Uncashed Dividend Checks – New SEC Regulation

Without a lot of  fanfare the SEC added a new regulation in 2013 requiring paying agents to send  a notice to shareholders who do not cash dividend checks within seven months of  mail date.   While yet another government rule  to deal with, this one makes sense to us – and also reflects a special effort  by the SEC to get it right the first time.

On  January 16, 2013 the SEC published the new regulation, to be effective on March  25, 2013 and require full compliance by January 23, 2014.   It was meant to implement Dodd-Frank Section  929W, within the SEC’s Regulation 240.17Ad-17.

Besides  extending to broker-dealers (not just transfer agents) the obligation to search  for lost security holders, it added the requirement that all paying agents send a notice to an “unresponsive payee” on  “regularly scheduled” checks in the amount of $25 or more no later than 7  months after mail date.   The notice  can piggy-back (be inserted) within another type of mailing, as long as it stays  a separate document.   Alternatively it  can be sent as a separate electronic communication, as long as the payee  previously consented to such protocol.    The SEC has estimated that 800,000 notices will be sent annually as a  result of the new regulation.

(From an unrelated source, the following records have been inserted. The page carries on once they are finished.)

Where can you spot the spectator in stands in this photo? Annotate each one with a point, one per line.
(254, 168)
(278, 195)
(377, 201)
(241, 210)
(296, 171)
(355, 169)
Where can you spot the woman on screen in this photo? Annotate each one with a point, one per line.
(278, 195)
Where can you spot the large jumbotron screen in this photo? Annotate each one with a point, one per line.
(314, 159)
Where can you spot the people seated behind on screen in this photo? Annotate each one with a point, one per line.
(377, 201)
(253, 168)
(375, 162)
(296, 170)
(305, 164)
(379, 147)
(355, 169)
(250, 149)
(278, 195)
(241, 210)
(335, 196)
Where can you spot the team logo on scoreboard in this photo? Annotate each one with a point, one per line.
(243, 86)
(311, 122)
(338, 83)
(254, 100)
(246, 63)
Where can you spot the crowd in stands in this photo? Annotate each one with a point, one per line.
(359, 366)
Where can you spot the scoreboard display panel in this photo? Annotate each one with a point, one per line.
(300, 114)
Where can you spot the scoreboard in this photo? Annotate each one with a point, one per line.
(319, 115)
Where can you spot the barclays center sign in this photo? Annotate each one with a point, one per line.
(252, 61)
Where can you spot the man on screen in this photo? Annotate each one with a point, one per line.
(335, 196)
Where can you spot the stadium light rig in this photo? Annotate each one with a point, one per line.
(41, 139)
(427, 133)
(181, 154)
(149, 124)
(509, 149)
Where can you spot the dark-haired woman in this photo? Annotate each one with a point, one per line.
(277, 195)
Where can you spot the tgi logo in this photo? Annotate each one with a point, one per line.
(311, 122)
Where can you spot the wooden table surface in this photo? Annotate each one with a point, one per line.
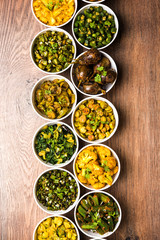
(135, 95)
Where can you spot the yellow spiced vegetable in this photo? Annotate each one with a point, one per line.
(56, 228)
(53, 12)
(95, 166)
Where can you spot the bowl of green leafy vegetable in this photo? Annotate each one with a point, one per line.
(56, 191)
(55, 144)
(98, 214)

The  SEC was also careful to label an applicable security holder an “unresponsive  payee” rather than a “missing security holder,” to avoid implying inactivity  (not electing to cash a check) means the security holder has a bad address or is  actually “lost.”   That would have poked  the hornet’s nest currently buzzing within state escheatment legislation, where  some states claim entitlement to a security holder’s property just because he  did not communicate with the record keeper in what the state considered a reasonable period of time, while other states  wait until a security holder communication literally bounces back (twice) to  constitute “lost” status.   For this  reason the new 17Ad-17 regulation pointedly states that it “will have no effect  on state escheatment laws.”

We saw no penalty for non-compliance specified in the  SEC Release, or elsewhere, but it will undoubtedly surface soon – and be  “typical.”   As to the burden of the new  rule on record keepers, the SEC’s homework indicated it would be greater for  brokers (more newly obligated to participate within this discipline) than for  transfer agents, who already tend to have well-honed systems and procedures in  place to send notices triggered by events like this.   Indeed, spreading probably less than a third  of the 800,000 annual notices over the entire U.S. stock transfer industry  should represent an easily manageable effort – for, again, a worthy cause.